Studio album by Chrisye
- Released: July 1993
- Recorded: 1992–1993
- Genre: Pop
- Length: 46:15
- Label: Musica Studios
- Producer: Younky Suwarno

Chrisye chronology
| Cintamu Telah Berlalu (1992) | Sendiri Lagi (1993) | AkustiChrisye (1996) |

= Sendiri Lagi =

Sendiri Lagi (Alone Again) is the fifteenth studio album by Indonesian singer, Chrisye, released in July 1993 by Musica Studios. Produced by Younky Suwarno, who serves as the arranger, the album was well received.

==Recording==
Sendiri Lagi was Chrisye's fifteenth album and serves as the follow-up to his 1984 album, Sendiri. Chrisye and producer Younky Suwarno began recorded Sendiri Lagi in early 1993. Both required four months of planning and another four months of recording to get the best result.

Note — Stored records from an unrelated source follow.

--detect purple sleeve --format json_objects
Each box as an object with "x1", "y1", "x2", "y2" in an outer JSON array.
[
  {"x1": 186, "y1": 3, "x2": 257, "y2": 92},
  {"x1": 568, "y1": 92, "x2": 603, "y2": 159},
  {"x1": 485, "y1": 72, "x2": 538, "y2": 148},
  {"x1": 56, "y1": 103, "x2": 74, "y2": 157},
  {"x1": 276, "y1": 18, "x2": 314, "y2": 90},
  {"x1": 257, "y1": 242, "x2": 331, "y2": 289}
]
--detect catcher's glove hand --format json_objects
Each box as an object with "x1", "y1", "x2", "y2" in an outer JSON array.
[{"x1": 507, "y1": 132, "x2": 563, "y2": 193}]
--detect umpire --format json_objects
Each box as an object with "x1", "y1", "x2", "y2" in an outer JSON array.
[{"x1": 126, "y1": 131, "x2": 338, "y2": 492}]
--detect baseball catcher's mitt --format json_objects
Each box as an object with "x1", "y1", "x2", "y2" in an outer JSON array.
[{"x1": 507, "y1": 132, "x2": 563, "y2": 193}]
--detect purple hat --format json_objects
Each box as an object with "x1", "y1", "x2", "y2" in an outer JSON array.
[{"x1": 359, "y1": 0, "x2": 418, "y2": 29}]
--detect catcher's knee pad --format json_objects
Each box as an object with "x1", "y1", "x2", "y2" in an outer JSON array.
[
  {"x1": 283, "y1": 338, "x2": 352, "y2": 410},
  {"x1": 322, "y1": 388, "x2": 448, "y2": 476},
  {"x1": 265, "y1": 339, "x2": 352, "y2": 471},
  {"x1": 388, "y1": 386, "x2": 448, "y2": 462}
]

"Lirih" was originally intended to be part of the album, but didn't make the final cut. Aryono Huboyo Djati, the song's composer, said the song was not included in Sendiri Lagi as "it didn't meet standards, unless it needed minor revisions". (Note: Original: "..."karena tidak memenuhi standar, melainkan harus melalui sedikit revisi".) Aryono revealed due to the deadline, the song was ultimately dropped from the album. "Lirih" was released posthumously in August 2008, one year after Chrisye's death.

==Track listing==

| No. | Title | Writer(s) | Length |
|---|---|---|---|
| 1. | "Sendiri Lagi" ("Alone Again") | Ryan Kyoto | 4:39 |
| 2. | "Oh Cintaku" ("Oh My Love") | Tito Sumarsono | 4:12 |
| 3. | "Masa Kecil" ("Childhood") | Chrisye, Rina R.D. | 4:33 |
| 4. | "Memori Kita" ("Our Memories") | Dadang S. Manaf | 4:17 |
| 5. | "Januari Yang Indah" ("The Beautiful January") | Chrisye, Deddy Dhukun | 5:00 |
| 6. | "Pergilah Kekasih" ("Go Away Lover") | Yudis, Ntl | 4:14 |
| 7. | "Seperti Dulu" ("Like Before") | Mira Lesmana | 5:46 |
| 8. | "Cinta Kita" ("Our Love") | Chrisye, Rina R.D. | 4:25 |
| 9. | "Semua Sudah Lain" ("Everything's Different") | Billy B., Acha Haiz | 4:19 |
| 10. | "Haruskah" ("Should It Be") | Dian Pramana Poetra, Dani Mamesah | 4:55 |
| Total length: |  |  | 46:15 |

==Release and reception==
The album was released in July 1993 and was well received, with the title song was released as the only single. Its music video, directed by Jay Subyakto, was also premiered on MTV Southeast Asia. Although Sendiri Lagi did fairly well, in the beginning of the 1990s Chrisye began to feel pressure from the increasingly visual-oriented music industry and growing amount of young talent. He again began considering leaving the music industry, feeling as if he had already "reached the finish line".

Sendiri Lagi has been reissued twice, once as a CD in 2004 and once as part of the Chrisye Masterpiece Trilogy Limited Edition in 2007.